Ekstrak yang dimasukkan ke dalam sumur atau lubang akan berdifusi masuk kedalam agar selama masa inkubasi. Bila memiliki sifat antimikroba, ekstrak ini akan menimbulkan gradien konsentrasi di dalam agar dan membentuk penghambatan yang akan terlihat sebagai zona bening. Semakin jauh jarak masuk ke dalam agar, maka konsentrasi ekstrak yang dapat menghambat pertumbuhan bakteri uji juga akan semakin berkurang. Berkurangnya konsentrasi berarti
kekuatan ekstrak berkurang dan hanya beberapa bakteri yang dapat terhambat. Hal inilah yang menimbulkan gradien konsentrasi pada tingkat-tingkat konsentrasi tertentu (Davidson dan Parish, 1993).

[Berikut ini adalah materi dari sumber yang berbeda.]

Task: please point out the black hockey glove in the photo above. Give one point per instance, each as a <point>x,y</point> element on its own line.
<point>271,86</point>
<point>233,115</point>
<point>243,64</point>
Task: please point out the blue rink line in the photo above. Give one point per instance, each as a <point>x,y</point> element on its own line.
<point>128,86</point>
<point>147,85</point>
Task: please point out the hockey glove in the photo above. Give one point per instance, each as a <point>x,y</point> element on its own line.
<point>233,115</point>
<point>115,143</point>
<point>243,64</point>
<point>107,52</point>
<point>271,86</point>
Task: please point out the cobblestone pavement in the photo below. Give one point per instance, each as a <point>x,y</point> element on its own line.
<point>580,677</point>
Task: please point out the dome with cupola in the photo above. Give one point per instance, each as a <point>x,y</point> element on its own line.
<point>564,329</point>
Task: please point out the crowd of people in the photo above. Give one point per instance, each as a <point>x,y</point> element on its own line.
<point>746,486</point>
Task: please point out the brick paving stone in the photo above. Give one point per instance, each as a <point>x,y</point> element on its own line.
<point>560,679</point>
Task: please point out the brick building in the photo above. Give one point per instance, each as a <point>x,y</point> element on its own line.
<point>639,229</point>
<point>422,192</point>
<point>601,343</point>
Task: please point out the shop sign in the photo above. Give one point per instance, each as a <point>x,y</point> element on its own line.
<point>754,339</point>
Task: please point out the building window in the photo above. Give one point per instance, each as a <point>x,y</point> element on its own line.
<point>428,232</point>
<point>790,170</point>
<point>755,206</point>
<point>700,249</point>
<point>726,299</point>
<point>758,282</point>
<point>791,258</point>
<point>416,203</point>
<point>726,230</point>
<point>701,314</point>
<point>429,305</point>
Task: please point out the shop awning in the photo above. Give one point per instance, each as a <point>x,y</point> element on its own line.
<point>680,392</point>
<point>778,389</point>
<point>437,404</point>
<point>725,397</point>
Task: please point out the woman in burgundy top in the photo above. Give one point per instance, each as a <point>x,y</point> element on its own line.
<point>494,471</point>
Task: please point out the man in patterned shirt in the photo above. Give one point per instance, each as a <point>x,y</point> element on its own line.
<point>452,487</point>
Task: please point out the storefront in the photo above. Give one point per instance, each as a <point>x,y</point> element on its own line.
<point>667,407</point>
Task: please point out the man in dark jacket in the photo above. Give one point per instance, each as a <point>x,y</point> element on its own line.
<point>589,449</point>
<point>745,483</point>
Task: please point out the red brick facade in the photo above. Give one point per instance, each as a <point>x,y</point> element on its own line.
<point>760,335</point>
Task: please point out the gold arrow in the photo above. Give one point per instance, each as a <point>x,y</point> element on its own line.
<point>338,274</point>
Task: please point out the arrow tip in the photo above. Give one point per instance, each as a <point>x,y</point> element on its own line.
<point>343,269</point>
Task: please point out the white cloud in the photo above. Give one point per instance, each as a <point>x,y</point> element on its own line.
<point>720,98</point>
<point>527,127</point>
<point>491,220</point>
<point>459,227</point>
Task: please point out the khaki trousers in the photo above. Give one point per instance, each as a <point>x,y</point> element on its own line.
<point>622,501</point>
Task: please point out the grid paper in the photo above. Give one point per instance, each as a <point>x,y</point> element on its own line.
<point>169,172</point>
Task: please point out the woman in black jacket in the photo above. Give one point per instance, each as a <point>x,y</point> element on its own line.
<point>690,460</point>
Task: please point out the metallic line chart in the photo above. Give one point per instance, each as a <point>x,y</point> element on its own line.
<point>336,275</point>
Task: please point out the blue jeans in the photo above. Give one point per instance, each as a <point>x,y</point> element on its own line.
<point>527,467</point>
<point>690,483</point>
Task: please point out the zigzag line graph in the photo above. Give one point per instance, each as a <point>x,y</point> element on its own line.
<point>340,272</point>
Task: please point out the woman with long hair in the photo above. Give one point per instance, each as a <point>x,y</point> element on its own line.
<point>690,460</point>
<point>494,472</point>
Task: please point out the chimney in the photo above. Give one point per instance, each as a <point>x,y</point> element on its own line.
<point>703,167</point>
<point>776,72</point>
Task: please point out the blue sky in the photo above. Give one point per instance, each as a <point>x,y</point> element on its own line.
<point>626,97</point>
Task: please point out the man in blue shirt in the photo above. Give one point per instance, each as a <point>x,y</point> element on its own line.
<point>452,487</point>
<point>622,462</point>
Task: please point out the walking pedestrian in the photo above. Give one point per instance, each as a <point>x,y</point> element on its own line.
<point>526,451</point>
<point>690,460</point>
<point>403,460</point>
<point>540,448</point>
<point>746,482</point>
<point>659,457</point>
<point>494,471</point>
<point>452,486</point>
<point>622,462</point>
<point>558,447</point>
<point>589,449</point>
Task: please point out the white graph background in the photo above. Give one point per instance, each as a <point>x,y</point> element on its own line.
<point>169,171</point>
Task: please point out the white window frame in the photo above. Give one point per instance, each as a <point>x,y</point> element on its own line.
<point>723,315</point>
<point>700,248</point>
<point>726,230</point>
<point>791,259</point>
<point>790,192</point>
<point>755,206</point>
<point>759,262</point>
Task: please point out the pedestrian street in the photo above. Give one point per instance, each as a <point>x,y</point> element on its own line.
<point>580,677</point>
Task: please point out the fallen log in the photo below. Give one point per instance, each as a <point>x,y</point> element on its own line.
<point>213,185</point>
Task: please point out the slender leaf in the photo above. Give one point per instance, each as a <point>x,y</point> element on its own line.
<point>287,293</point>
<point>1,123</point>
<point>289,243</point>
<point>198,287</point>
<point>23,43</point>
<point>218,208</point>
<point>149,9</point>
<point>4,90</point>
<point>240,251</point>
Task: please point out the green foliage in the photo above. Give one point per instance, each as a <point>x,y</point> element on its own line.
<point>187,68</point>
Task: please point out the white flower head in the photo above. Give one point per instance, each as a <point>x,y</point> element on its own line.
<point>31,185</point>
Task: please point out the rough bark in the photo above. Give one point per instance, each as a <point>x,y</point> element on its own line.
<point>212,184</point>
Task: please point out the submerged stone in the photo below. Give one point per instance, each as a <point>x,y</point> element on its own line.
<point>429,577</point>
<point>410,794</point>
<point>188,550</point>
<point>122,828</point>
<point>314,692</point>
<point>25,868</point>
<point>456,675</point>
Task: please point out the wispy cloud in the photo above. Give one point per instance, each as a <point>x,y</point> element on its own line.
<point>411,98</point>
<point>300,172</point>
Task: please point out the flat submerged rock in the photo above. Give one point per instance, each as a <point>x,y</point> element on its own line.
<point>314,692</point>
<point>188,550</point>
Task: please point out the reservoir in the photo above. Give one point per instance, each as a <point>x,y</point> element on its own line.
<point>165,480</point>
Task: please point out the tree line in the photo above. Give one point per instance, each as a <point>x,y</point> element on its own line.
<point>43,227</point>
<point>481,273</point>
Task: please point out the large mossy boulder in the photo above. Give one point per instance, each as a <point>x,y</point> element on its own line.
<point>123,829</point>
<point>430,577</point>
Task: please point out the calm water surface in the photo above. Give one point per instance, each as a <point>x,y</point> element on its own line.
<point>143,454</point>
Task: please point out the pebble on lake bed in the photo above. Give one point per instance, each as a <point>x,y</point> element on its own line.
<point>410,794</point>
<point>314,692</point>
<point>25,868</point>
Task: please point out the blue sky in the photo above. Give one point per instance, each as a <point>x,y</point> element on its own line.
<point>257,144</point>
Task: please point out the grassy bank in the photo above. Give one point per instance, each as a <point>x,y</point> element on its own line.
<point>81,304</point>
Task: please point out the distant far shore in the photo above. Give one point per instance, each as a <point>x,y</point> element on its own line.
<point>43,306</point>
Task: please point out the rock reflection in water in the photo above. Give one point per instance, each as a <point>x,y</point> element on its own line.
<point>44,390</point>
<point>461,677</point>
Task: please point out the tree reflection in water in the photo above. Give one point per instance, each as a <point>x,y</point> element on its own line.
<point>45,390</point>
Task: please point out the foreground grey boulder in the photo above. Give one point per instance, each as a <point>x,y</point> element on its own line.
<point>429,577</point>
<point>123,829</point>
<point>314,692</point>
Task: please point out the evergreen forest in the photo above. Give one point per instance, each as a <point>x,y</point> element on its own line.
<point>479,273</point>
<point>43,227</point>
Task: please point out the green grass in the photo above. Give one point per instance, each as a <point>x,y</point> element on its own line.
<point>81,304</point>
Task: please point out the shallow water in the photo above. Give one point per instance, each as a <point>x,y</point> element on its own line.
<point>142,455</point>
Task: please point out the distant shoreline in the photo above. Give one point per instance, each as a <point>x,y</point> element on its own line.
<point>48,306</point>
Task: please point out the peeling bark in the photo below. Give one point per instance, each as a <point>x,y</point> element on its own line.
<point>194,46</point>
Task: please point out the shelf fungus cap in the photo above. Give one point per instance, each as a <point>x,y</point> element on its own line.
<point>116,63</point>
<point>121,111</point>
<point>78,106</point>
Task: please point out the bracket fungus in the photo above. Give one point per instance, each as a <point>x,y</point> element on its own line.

Batas dari zona bening adalah pada saat kekuatan ekstrak sudah jauh berkurang, sehingga tidak lagi menghambat pertumbuhan bakteri uji. Zona bening yang terbentuk disebut juga diameter penghambatan. Diameter penghambatan yang terbentuk dipengaruhi oleh beberapa faktor, antara lain konsentrasi ekstrak, tingkat kelarutan ekstrak, dan kemampuan ekstrak untuk berdifusi kedalam agar (Prescott et al., 2003).
2. Penggunaan Kontrol
Pada uji difusi sumur digunakan kontrol sebagai pembanding. Kontrol negatif yang digunakan adalah pelarut untuk melarutkan ekstrak, yaitu Dimetilsulfoksida (DMSO), sedangkan kontrol positif yang digunakan adalah antibiotik. Tujuan menggunakan kontrol negatif adalah untuk melihat pengaruh DMSO terhadap aktivitas antimikroba ekstrak. Kontrol positif digunakan sebagai pembanding terhadap aktivitas antimikroba ekstrak, karena antibiotik merupakan senyawa antimikroba yang telah dibuat secara terstandar.
a. Kontrol positif
Kontrol positif yang digunakan adalah antibiotik dengan spektrum antimikroba yang luas, yaitu amoxycillin. Antibiotik adalah produk metabolit yang dihasilkan organisme tertentu, yang dalam jumlah amat kecil bersifat merusak atau menghambat mikroorganisme lainnya. Antibiotik merupakan zat kimia yang dihasilkan oleh suatu mikroba dan bersifat menghambat mikroorganisme yang lain.
Antibiotik merupakan bahan yang sering digunakan dalam penelitian. Beberapa antibiotik yang sering digunakan pada
penelitian adalah penicillin, actinomycins, chloramphenicol,
cycloserine, asam nalidiksik dan novobiosin, rifampin,
cycloheximide, daunomisin, mitomisin C, dan polioksin (Prescott et al., 2003).
Suatu zat antibiotik hendaknya memiliki sifat sebagai berikut: (1) mampu menghambat atau merusak patogen spesifik, (2) tidak mengakibatkan berkembangnya bentuk-bentuk resisten, (3) tidak menimbulkan efek samping yang dikehendaki, (4) tidak mengganggu flora alamiah dari suatu benda atau manusia, (5) harus dapat dimasukkan dari mulut tanpa diinaktifkan, dan (6) sangat mudah larut dalam air.
Amoxycillin adalah senyawa antibiotik semisintesis dari
Penisilin. Penisilin merupakan salah satu antibiotik yang umum dan banyak beredar di masyarakat. Penisilin merupakan antibiotik modern yang pertama, dan merupakan antibiotik yang bermanfaat karena paling luas penggunaannya. Penisilin ditemukan sebagai metabolit sekunder dari kapang jenis tertentu, yaitu Penicillium notatum, dan P. Chrysogenum.
Cara kerja penisilin menghambat pertumbuhan bakteri adalah dengan menghambat pembentukan dinding sel bakteri. Penisilin menghambat kerja enzim yang mengkatalis reaksi pemindahan peptida-peptida dalam proses pembentukan peptidoglikan dinding sel. Kemampuan ini dimiliki penisilin karena kemiripan struktur dengan enzim pengkatalis. Penisilin diketahui efektif karena memiliki kemampuan menghambat sintesis peptidoglikan dinding sel bakteri. Penghambatan tersebut bersifat spesifik dan sedikit sekali mempunyai efek buruk bagi pemakai (Prescott et al., 2003).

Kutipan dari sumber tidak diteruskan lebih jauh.